El protagonista de “El cumpleaños de Kim Jong-il” es Jun Sang, un niño de 8 años con un alto cargo: jefe de las juventudes patrióticas de su barrio. Ni más ni menos. Aunque él prefiere resaltar otro rasgo de su vida: nació el mismo día que Kim Jong-il, su querido líder, junto a Kim Il-sung, padre de este último, las personas más importantes de la República Popular Democrática de Corea del Norte. Más que su padre y su madre, más que su futuro y sus esperanzas, más que su propia vida.

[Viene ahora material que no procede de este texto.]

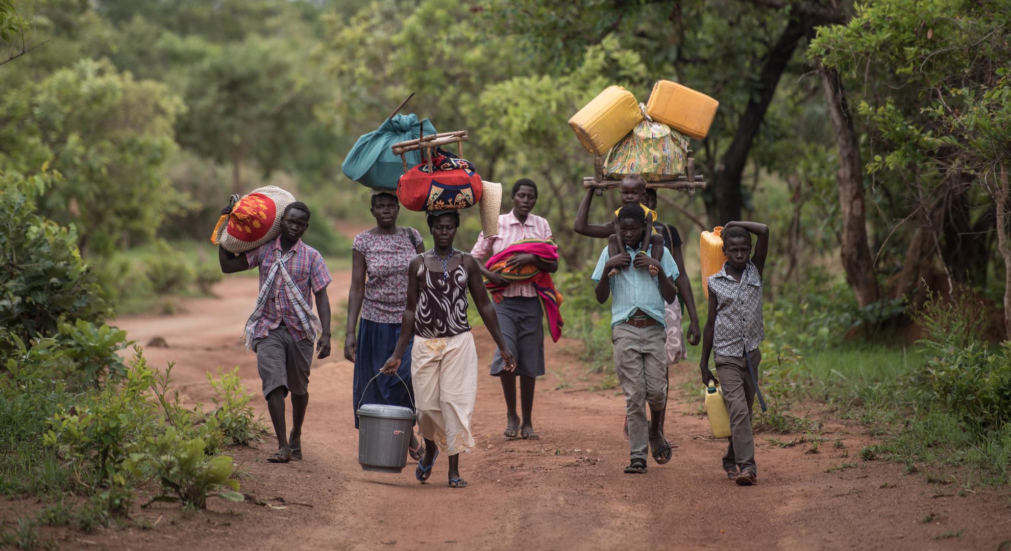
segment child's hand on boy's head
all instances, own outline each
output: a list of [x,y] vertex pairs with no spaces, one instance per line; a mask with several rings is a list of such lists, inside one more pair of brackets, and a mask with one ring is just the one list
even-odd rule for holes
[[[642,255],[637,255],[642,256]],[[619,253],[608,259],[608,262],[604,264],[604,271],[610,273],[611,270],[623,268],[628,268],[632,265],[632,255],[628,252]]]

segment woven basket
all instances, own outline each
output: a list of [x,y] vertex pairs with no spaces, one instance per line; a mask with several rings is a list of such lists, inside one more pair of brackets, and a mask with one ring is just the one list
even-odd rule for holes
[[217,220],[210,242],[235,255],[252,251],[281,233],[284,209],[293,202],[294,195],[284,189],[258,187]]
[[498,211],[502,207],[502,185],[496,182],[483,182],[481,200],[478,207],[481,210],[481,231],[484,237],[498,235]]

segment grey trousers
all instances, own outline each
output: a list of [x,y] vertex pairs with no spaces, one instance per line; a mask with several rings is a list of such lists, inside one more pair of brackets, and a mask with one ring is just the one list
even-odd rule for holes
[[[757,376],[761,352],[754,349],[748,352],[748,357]],[[717,354],[716,377],[720,379],[723,399],[727,402],[727,412],[730,414],[730,444],[723,456],[723,469],[733,471],[739,467],[741,472],[749,470],[758,474],[755,466],[755,440],[751,433],[751,405],[755,401],[755,385],[748,374],[748,364],[743,356]]]
[[266,397],[277,388],[284,388],[284,397],[288,397],[289,390],[299,396],[308,392],[312,349],[310,339],[295,342],[284,324],[270,330],[266,337],[254,340],[263,395]]
[[637,328],[618,324],[611,328],[618,381],[625,391],[629,419],[629,455],[645,460],[649,454],[649,421],[646,405],[654,411],[667,404],[666,334],[657,324]]

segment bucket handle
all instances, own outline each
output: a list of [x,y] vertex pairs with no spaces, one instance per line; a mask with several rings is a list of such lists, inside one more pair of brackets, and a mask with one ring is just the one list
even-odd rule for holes
[[[403,385],[404,388],[407,389],[407,399],[410,400],[410,408],[415,410],[415,415],[417,416],[418,406],[415,405],[415,398],[410,396],[410,387],[407,386],[407,383],[403,382],[403,379],[400,377],[399,373],[393,373],[393,374],[396,375],[396,378],[400,379],[400,383]],[[376,380],[376,378],[379,377],[379,375],[382,375],[381,371],[379,373],[376,373],[375,376],[369,379],[369,382],[365,383],[365,386],[362,387],[362,397],[361,399],[358,400],[358,405],[355,407],[356,411],[358,410],[359,407],[362,406],[362,401],[365,400],[365,389],[368,388],[369,385],[372,384],[372,381]]]

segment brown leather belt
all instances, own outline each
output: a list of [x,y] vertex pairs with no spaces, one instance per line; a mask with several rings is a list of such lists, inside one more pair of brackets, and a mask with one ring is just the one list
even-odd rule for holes
[[653,319],[652,317],[647,317],[646,319],[632,319],[632,318],[629,318],[629,319],[626,319],[625,323],[628,324],[628,325],[630,325],[630,326],[632,326],[633,328],[639,328],[639,329],[648,328],[648,327],[652,327],[652,326],[655,326],[655,325],[659,324],[659,322],[657,322],[656,319]]

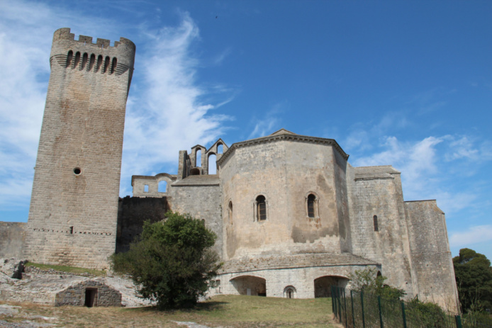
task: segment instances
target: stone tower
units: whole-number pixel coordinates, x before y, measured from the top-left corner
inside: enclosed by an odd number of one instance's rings
[[[104,268],[115,251],[135,44],[55,32],[25,255]]]

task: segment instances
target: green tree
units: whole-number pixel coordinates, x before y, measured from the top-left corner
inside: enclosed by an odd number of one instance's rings
[[[164,222],[145,222],[126,253],[111,256],[115,272],[128,274],[141,297],[159,309],[194,305],[220,267],[211,247],[216,236],[189,215],[168,212]]]
[[[462,311],[492,310],[492,269],[487,257],[464,248],[453,258],[453,264]]]
[[[387,278],[378,276],[375,268],[356,270],[349,275],[349,278],[354,290],[371,293],[384,298],[399,299],[406,295],[403,289],[386,285]]]

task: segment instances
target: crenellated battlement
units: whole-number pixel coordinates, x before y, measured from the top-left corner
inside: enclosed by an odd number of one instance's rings
[[[53,35],[53,43],[62,40],[73,41],[74,43],[83,43],[84,45],[89,45],[102,49],[108,47],[117,47],[120,45],[125,45],[126,46],[133,49],[133,51],[135,51],[136,48],[135,43],[125,38],[120,38],[119,41],[115,41],[113,46],[110,45],[111,40],[107,39],[100,39],[99,38],[97,38],[96,43],[94,43],[92,42],[91,36],[81,35],[79,35],[79,40],[75,40],[75,34],[70,33],[69,28],[59,28],[58,30],[55,31],[55,34]]]

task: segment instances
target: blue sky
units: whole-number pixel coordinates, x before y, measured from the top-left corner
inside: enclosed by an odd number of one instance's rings
[[[393,165],[492,259],[492,2],[0,0],[0,220],[27,220],[53,32],[137,45],[121,195],[281,128]],[[76,37],[77,38],[77,37]]]

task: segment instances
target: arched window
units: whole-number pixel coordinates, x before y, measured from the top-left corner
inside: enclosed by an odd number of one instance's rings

La patria como trampa mortal, como ausencia de futuro, como excusa para aniquilar al ciudadano, para ahogar el pensamiento y negar la inteligencia. La vida no vale nada en un país en el que sus habitantes no pueden tener ideas propias: los padres de nuestro protagonista intentan escapar de ese encierro físico e intelectual. Huyen a China. Y sufren una miseria no muy diferente. El viaje hacia la libertad debe continuar. Y lo hace a lo grande, en una recta final palpitante, solidaria. Un guión descarnado y triste, y un dibujo sobrio basado en los grises, construyen una historia simplemente conmovedora. Es la triste actualidad olvidada.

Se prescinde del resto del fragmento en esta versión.